Another thing I would suggest is to run IDEutil.com and see if that works for you. If it doesn't, you may have a hardware problem. Might be worthwhile to single-step through IDEutil anyway, just to be sure. I remember when I was first working with the CF board, I spent a lot of time working on IDEutil. The WRLBA function was of particular interest to me, because there were at least two versions of it in Monahan's code, and I was making a third.

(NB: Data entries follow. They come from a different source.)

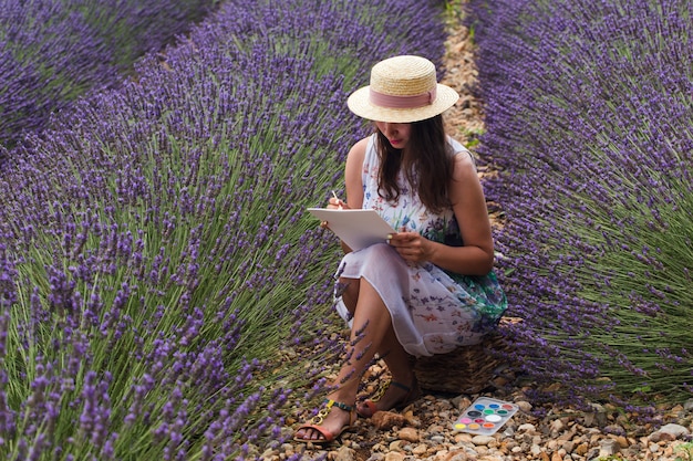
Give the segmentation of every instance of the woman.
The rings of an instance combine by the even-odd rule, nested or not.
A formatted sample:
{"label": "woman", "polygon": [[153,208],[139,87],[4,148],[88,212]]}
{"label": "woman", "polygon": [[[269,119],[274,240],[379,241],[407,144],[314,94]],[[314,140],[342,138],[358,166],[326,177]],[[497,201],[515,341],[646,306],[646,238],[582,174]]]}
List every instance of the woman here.
{"label": "woman", "polygon": [[[437,83],[432,62],[411,55],[377,63],[370,85],[348,99],[354,114],[374,121],[375,133],[349,151],[346,201],[331,198],[328,208],[375,209],[399,231],[355,252],[342,243],[335,294],[351,325],[348,358],[325,406],[294,440],[330,442],[356,413],[368,418],[411,404],[421,395],[412,356],[478,343],[506,308],[474,160],[443,126],[441,114],[457,99]],[[392,381],[356,406],[375,354]]]}

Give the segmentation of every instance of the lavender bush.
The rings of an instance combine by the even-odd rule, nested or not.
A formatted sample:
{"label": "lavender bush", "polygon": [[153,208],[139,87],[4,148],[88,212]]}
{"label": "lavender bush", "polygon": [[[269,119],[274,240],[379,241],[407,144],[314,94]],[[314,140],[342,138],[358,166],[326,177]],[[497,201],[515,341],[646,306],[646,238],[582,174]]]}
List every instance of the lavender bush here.
{"label": "lavender bush", "polygon": [[228,1],[12,153],[0,453],[259,459],[286,439],[334,347],[339,249],[304,209],[368,129],[348,92],[383,56],[441,56],[439,12]]}
{"label": "lavender bush", "polygon": [[469,3],[511,358],[572,401],[693,391],[692,8]]}
{"label": "lavender bush", "polygon": [[37,132],[90,88],[114,85],[149,50],[201,19],[214,0],[0,2],[0,143]]}

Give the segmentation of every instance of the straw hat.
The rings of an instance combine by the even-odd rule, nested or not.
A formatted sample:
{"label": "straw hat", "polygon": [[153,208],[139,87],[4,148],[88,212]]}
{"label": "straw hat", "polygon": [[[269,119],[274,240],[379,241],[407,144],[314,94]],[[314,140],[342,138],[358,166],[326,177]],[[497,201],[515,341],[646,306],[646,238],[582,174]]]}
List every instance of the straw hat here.
{"label": "straw hat", "polygon": [[455,90],[437,83],[431,61],[402,55],[375,64],[371,84],[353,92],[346,105],[371,121],[410,123],[442,114],[458,98]]}

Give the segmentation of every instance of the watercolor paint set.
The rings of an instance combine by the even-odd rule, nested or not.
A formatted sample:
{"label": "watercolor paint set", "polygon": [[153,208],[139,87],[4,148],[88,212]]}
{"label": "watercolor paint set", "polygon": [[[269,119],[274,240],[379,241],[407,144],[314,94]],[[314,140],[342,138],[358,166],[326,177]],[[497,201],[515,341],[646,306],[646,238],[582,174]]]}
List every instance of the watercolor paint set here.
{"label": "watercolor paint set", "polygon": [[496,433],[519,407],[509,401],[479,397],[453,423],[453,429],[480,436]]}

Then again, if I've misinterpreted you, if you know that the CF drive initializes, read and writes without error, you'll probably focus on the CP/M code. I would probably blow the dust off the SID traces I made in development, maybe even choose one of the same GENCPM topmem values, so your jump table addresses are the same as mine. That might save some time finding stuff. Then trace through the reads and see what you see.

Or maybe try one thing first - a shotgun approach that misses a lot of detail but just might work - play around with your disk buffer settings when doing GENCPM. You can choose what drives have unique buffers and/or what drives share buffers. I found some settings just plain don't work. So you might focus on that before rolling your sleeves up and running SID.

I'm super-curious about what you find out so please keep us posted!

Re: IDE interface for Altair 8800c

PostPosted: January 30th, 2024, 9:36 am
by mr_metra_nilak
Hello Wayne,

I appreciate your response. I tried assembling the ideutils.asm file but the assembler does not like this line: DB 0CBH, 0*8+D+40H ;BIT 0, D

It seems to be complaining about the "D". Any ideas?